Restored degradation of the Alzheimer's amyloid-β peptide by targeting amyloid formation

Accumulation of neurotoxic amyloid-beta (A beta) is central to the pathology of Alzheimer's disease (AD). Elucidating the mechanisms of A beta accumulation will therefore expedite the development of A beta-targeting AD therapeutics. We examined activity of an A beta-degrading protease (matrix metalloprotease 2) to investigate whether biochemical factors consistent with conditions in the AD brain contribute to A beta accumulation by altering A beta sensitivity to proteolytic degradation. An A beta amino acid mutation found in familial AD, A beta interactions with zinc (Zn), and increased A beta hydrophobicity all strongly prevented A beta degradation. Consistent to all of these factors is the promotion of specific A beta aggregates where the protease cleavage site, confirmed by mass spectrometry, is inaccessible within an amyloid structure. These data indicate decreased degradation due to amyloid formation initiates A beta accumulation by preventing normal protease activity. Zn also prevented A beta degradation by the proteases neprilysin and insulin degrading enzyme.
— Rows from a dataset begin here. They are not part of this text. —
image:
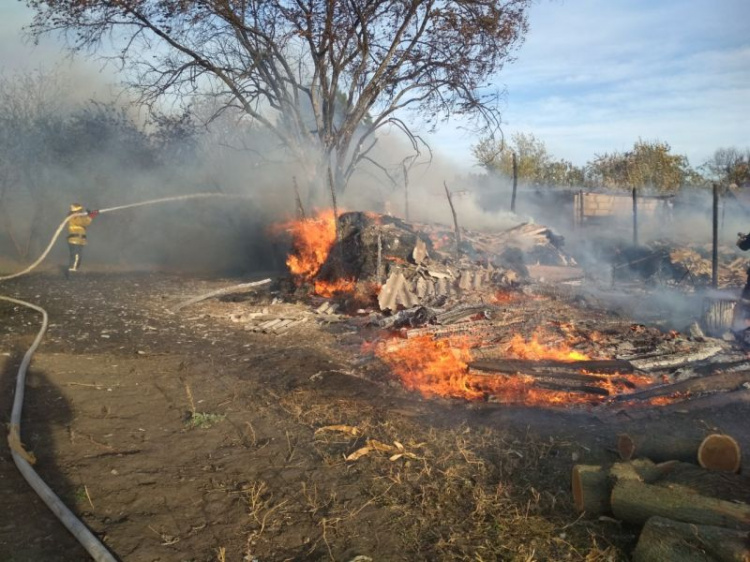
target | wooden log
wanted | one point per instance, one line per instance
(660, 447)
(723, 382)
(521, 367)
(674, 360)
(567, 387)
(663, 539)
(591, 489)
(696, 480)
(635, 502)
(713, 452)
(720, 452)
Treating Zn-induced A beta amyloid with the metal-protein attenuating compound clioquinol reversed amyloid formation and restored the peptide's sensitivity to degradation by matrix metalloprotease 2. This provides new data indicating that therapeutic compounds designed to modulate A beta-metal interactions can inhibit A beta accumulation by restoring the catalytic potential of A beta-degrading proteases.